The construction industry is changing as the drive for connected manufacturing and improved robots shape this long-standing workforce. For thousands of years, the construction industry has persisted and been behind some of the most notable wonders of past. Coupled with engineering and architecture, it is arguably one of the most important bedrocks to human innovation.
In the modern era, construction is changing as companies begin to implement versatile manufacturing robots into applications on job sites. One example of this innovation is seen in the bricklaying robot detailed below in a story by VICE News. This specific robot works to lay brick facades on buildings, capable of up to 3000 bricks per day per machine. In comparison, a skilled bricklayer can average close to 1000 per day.
The improved efficiency is there with this machine and it’s being practically implemented in construction sites. This all begs the question to where automation will take the construction field. We’ve discussed the idea of manufacturing merging with the construction industry before. In this post from late last year, I discussed how the construction industry is beginning to favor – even mirror – the processes used in the manufacturing industry.
All of this innovation is great, it improves efficiency, decreases job times, ultimately leading to a cheaper construction process. So, where then will the human jobs go?
There’s no question that seeing a robot do your job 3 times as fast and possibly better is a little unsettling. If you watched the video above, you can see how workers feared that down the line this robot may leave them without work. The CEO of the company who creates these bricklaying robots remains adamant that construction robots will only augment and improve the jobs of the modern builder. And for now, this still appears to be true.
It takes a team of workers to run the machine and keep feeding it new materials. This has shifted workers from the harder job of laying bricks to the somewhat easier job of simply feeding bricks and mortar into a machine.

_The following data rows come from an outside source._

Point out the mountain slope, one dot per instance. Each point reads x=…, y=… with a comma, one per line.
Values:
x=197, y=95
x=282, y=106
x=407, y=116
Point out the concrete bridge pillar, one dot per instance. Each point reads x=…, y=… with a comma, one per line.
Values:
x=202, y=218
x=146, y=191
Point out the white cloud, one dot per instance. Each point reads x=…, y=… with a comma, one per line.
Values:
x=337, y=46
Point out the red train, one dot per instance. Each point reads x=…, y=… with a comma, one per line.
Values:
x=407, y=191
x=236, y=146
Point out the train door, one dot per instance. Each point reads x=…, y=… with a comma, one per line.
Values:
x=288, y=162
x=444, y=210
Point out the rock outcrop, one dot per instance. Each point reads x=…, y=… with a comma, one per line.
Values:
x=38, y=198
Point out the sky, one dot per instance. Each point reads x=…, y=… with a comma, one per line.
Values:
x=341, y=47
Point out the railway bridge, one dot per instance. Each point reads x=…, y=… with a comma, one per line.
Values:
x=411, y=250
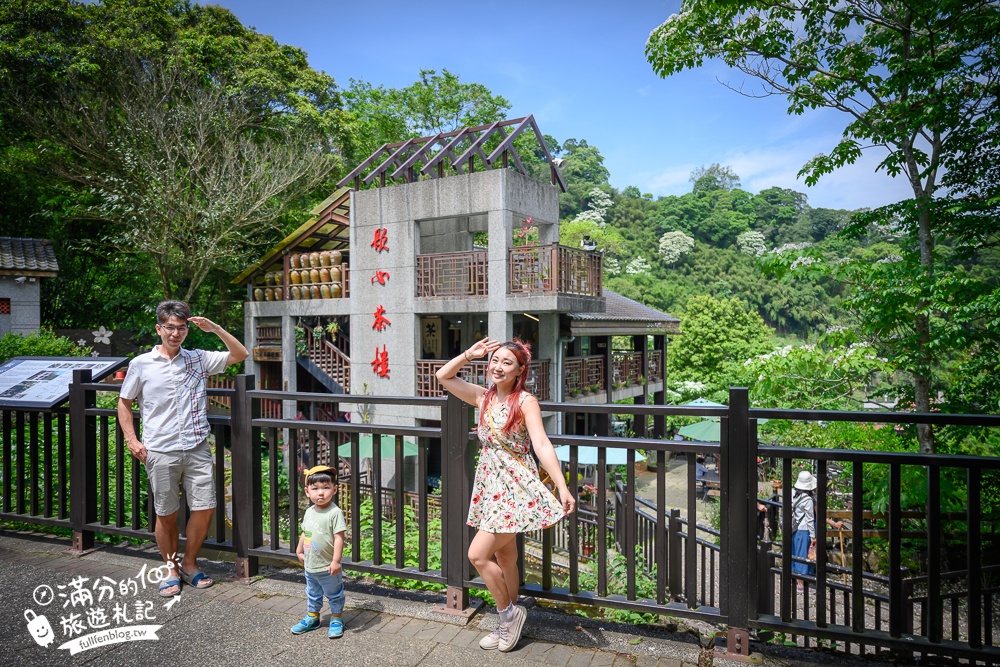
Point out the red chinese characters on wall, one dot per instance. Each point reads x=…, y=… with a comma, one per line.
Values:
x=381, y=322
x=380, y=364
x=381, y=242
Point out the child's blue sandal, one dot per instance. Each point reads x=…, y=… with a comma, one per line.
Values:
x=305, y=625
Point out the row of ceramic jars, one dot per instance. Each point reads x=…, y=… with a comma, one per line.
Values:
x=268, y=294
x=315, y=260
x=322, y=275
x=323, y=291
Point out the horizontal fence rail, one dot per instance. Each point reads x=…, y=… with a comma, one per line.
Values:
x=934, y=595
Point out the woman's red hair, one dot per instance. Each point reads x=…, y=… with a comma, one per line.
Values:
x=515, y=417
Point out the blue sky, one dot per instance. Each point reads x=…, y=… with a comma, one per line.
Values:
x=580, y=68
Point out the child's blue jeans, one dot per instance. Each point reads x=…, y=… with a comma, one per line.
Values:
x=319, y=584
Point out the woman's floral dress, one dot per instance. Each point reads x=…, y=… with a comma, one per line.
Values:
x=507, y=496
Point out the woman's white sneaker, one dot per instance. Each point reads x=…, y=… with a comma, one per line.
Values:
x=511, y=632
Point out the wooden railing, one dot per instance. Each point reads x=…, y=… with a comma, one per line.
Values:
x=67, y=468
x=475, y=372
x=554, y=269
x=329, y=359
x=453, y=274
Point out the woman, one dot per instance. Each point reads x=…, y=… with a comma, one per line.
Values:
x=803, y=521
x=507, y=496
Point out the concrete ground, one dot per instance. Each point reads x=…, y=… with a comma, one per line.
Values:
x=239, y=622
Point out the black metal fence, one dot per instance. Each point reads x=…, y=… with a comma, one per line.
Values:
x=70, y=468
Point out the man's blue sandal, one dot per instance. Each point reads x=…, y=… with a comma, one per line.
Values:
x=305, y=625
x=197, y=578
x=170, y=583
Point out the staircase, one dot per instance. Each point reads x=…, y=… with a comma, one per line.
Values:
x=327, y=363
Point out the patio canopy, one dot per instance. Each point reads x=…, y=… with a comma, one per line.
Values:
x=388, y=447
x=587, y=455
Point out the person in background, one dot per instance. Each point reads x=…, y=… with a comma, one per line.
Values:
x=507, y=495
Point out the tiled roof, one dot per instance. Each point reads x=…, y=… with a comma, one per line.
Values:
x=27, y=255
x=619, y=308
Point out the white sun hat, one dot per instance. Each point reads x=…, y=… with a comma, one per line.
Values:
x=805, y=482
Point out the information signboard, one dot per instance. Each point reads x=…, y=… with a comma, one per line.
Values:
x=43, y=382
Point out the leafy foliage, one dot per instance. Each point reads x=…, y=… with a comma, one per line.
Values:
x=42, y=343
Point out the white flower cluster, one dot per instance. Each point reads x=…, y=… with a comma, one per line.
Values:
x=637, y=266
x=889, y=259
x=803, y=261
x=751, y=243
x=674, y=245
x=790, y=247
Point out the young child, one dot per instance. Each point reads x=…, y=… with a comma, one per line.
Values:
x=321, y=546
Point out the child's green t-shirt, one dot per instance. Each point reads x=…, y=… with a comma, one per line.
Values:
x=318, y=528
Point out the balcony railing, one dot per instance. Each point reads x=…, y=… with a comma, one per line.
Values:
x=475, y=372
x=453, y=274
x=551, y=269
x=554, y=269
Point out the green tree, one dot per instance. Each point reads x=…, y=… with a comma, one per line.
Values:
x=433, y=104
x=715, y=332
x=162, y=122
x=914, y=80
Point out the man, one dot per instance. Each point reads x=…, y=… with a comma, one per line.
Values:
x=169, y=383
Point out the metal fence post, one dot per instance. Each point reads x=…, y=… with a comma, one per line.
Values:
x=455, y=489
x=82, y=461
x=738, y=544
x=247, y=511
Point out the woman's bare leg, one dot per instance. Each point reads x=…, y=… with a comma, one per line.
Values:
x=506, y=558
x=482, y=555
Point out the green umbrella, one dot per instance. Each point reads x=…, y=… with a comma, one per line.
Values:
x=706, y=430
x=388, y=447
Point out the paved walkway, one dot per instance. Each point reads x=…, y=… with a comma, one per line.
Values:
x=237, y=622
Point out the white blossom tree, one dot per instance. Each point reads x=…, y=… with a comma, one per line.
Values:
x=751, y=243
x=674, y=245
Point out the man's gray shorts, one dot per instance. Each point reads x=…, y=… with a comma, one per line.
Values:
x=193, y=468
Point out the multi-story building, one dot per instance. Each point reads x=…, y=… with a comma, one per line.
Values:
x=383, y=285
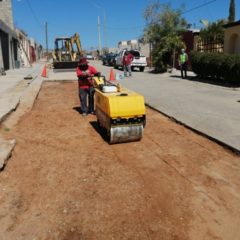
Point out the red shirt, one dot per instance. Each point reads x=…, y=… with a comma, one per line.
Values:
x=127, y=59
x=85, y=77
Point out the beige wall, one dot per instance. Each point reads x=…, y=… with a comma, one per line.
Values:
x=232, y=40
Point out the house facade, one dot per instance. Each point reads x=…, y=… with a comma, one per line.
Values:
x=8, y=38
x=232, y=38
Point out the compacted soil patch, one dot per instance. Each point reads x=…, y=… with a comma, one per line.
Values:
x=65, y=182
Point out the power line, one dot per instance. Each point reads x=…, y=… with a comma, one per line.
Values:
x=187, y=11
x=33, y=13
x=199, y=6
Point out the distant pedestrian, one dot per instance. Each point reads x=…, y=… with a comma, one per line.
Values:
x=127, y=60
x=85, y=75
x=183, y=61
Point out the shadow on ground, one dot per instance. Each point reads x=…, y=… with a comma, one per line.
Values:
x=101, y=131
x=209, y=81
x=77, y=109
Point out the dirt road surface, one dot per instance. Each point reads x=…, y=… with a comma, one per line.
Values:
x=65, y=182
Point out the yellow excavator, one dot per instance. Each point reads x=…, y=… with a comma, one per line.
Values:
x=120, y=112
x=67, y=52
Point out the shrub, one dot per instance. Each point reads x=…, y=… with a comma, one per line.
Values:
x=218, y=66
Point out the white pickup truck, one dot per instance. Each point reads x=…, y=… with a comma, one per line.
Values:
x=138, y=61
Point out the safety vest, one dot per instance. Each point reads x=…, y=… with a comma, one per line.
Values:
x=183, y=58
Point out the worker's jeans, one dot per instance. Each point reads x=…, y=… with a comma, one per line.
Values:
x=83, y=93
x=127, y=68
x=184, y=69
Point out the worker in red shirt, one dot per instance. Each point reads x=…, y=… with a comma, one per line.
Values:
x=127, y=60
x=85, y=75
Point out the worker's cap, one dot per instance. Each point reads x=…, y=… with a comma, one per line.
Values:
x=83, y=61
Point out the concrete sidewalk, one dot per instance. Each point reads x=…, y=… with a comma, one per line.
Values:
x=209, y=109
x=14, y=86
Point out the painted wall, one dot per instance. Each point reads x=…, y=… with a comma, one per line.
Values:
x=232, y=40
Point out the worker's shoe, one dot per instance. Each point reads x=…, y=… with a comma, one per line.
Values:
x=92, y=112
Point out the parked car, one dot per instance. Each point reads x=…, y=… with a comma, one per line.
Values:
x=109, y=59
x=139, y=61
x=89, y=57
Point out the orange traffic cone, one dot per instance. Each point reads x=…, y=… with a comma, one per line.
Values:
x=44, y=72
x=112, y=75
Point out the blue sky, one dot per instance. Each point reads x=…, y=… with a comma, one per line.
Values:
x=124, y=18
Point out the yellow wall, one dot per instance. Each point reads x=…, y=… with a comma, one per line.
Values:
x=232, y=40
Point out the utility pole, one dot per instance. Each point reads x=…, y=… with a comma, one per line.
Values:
x=105, y=29
x=46, y=34
x=99, y=37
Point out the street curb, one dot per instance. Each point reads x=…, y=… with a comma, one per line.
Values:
x=6, y=149
x=221, y=143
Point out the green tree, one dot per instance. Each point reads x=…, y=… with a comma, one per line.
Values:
x=231, y=17
x=163, y=27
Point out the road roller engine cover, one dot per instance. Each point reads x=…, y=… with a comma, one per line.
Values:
x=120, y=112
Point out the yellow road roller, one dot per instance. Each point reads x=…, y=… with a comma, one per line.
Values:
x=120, y=112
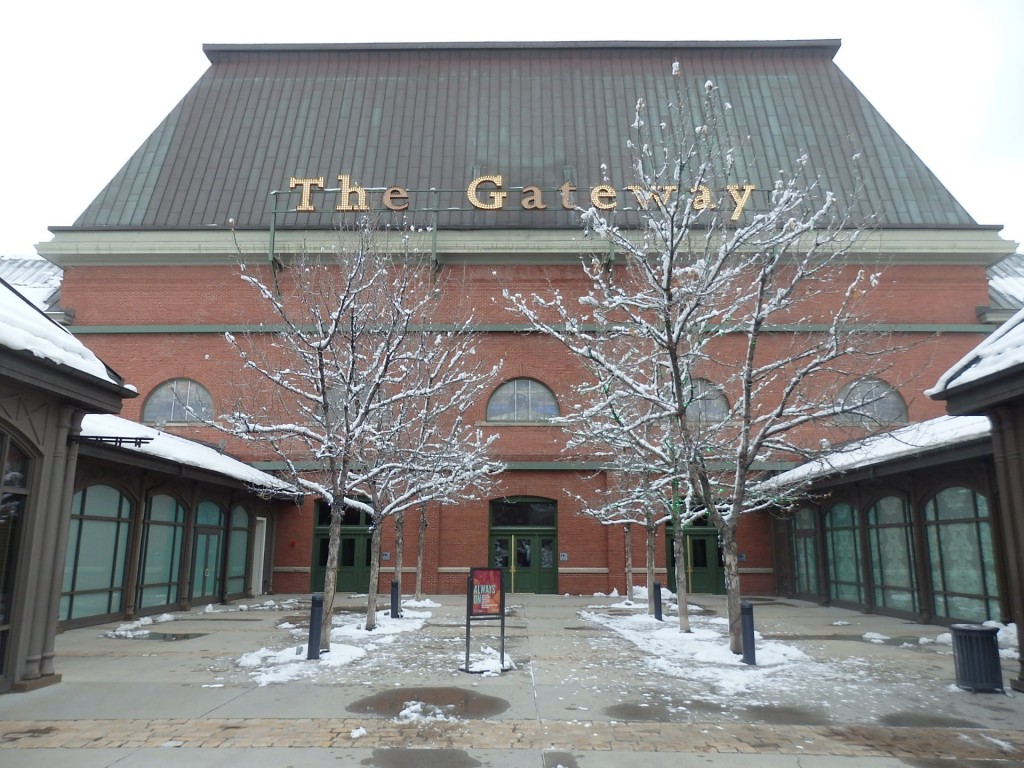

For now, their jobs have gotten easier through automation.
Image Source: Vice News
Even with all of this said, there will come a point where a machine will be invented that feeds the bricklaying robot, thus eliminating the human aspect altogether. This is certainly a scary future for many who work in construction, but we have to rely on the basic tenets of physical innovation: innovation always brings new industry. Robotics and artificial intelligence will surely change the construction industry, but it appears that it will be to the benefit of all.